殺気立つ部下たちを押さえることもせず、しかし勝手な行動を許さないという意思も言葉に載せたクロコスが前に出た。
「狂信者共が、何の用でここへ来た。ストリゴくんだりまで出向くほどに我らが憎くなったか!」
二刀を背に腕を組み、仁王立ちしたクロコスが戦意を滾らせて一喝する。
赤い瞳は憤怒を孕み、撓る尾が大地を叩く。
法衣を着た集団が視線を周囲に走らせる。
いつの間にか、建物の影や瓦礫の間から姿を現した亜人たちに囲まれていた。
今にも飛び掛かってきそうな形相だが、それでも彼らの余裕は崩れない。
危機意識が欠けているわけではなく、それだけの力を有しているがゆえに。また亜人たちにも余力がなく、なるべくなら戦いを避けたい状況だと、彼らはよく理解していた。
応じるように二人が集団から前に出る。
一人は大柄……というよりも、でっぷりと肥えた腹をした人当たりの良さそうな好々爺。
そして彼を護るように付き従うのは、他と違う赤い法衣を纏った一人の僧兵。
殺気立つ亜人たちへ恰幅のいい老人は両手を広げて、説法をするかのような穏やかな声を返した。

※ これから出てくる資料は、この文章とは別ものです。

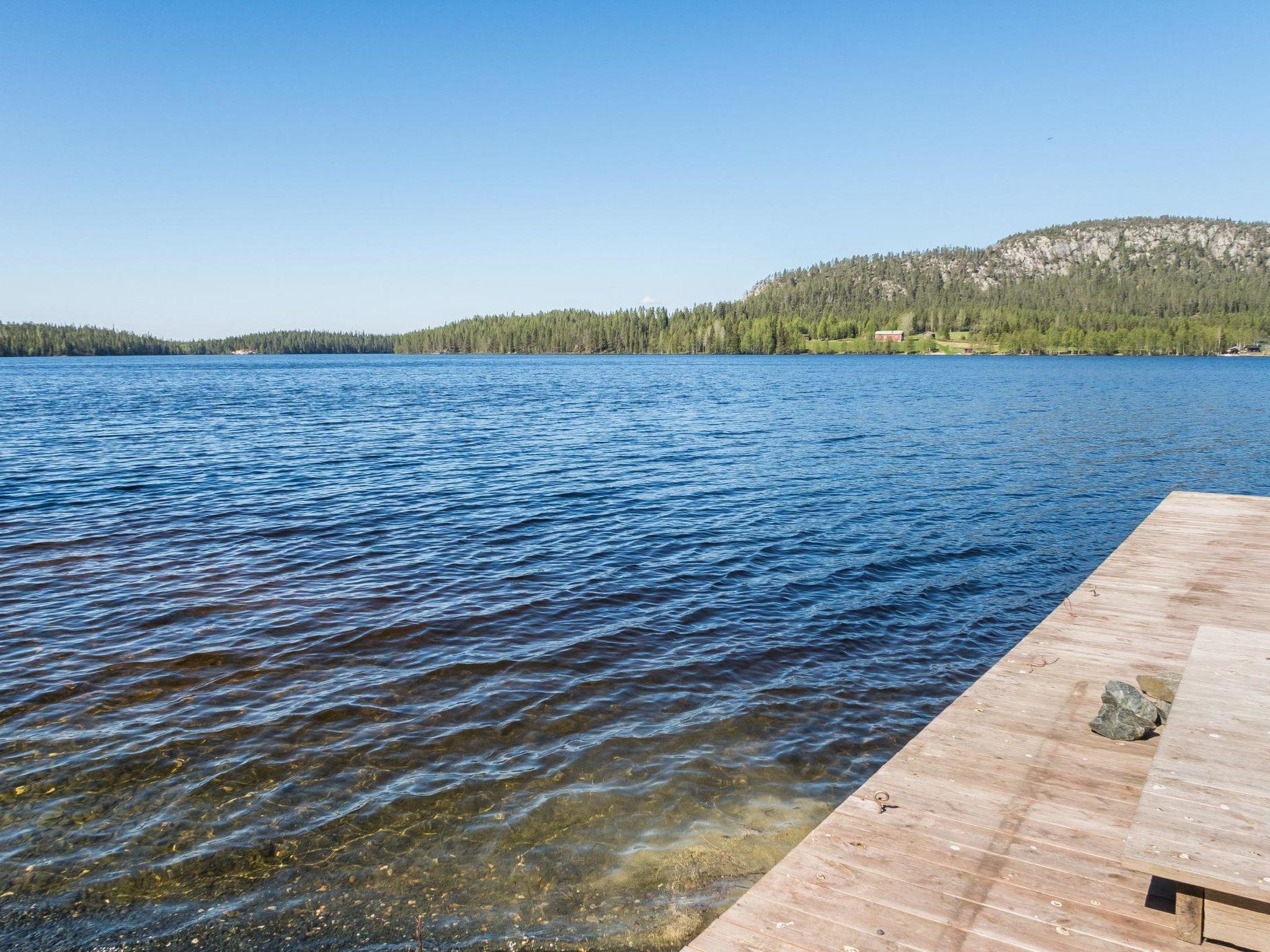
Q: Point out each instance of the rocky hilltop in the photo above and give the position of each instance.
(1105, 247)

「どうか、荒々しい心を落ち着けて。我々はあなた方を助けに来たのです」
「ああそうだろうとも。罪深い亜人共をその人生から解放してやろうと、お偉い人間サマがお慈悲を下さると言いたいわけだ?」
「……私たちの間には悲しい誤解があるようだ。亜人であることは罪ですが、なにも罪人のままでい続ける必要はありません。我らの下では多くの亜人が、その罪を償うべく献身し続けている。澄人教は、改心しようとする方には広く門戸を開いています」
がりりと、音が聞こえる程に歯を噛みしめたクロコスが怒りに身を震わせた。
それに気づいていながらも老人の言葉は止まらない。
「それに、先に助けを求めたのはそちらではありませんかな?」
「……なんだと?」
「ここより西にあるチャコルの街にて、あなたたちから支援を要請する手紙が届きました。そこで街の者たちは布教の旅に訪れていた私どもに救助を歎願されたのです」
「……」
老人の言葉にクロコスが考え込むように口を閉ざす。
確かに届く範囲での近隣街への支援要請はした。しかしその返事はほとんどがまともに返ってこず、手酷く罵倒する言葉を浴びせられたこともあった。まともな返答があったのはハリアンくらいだ。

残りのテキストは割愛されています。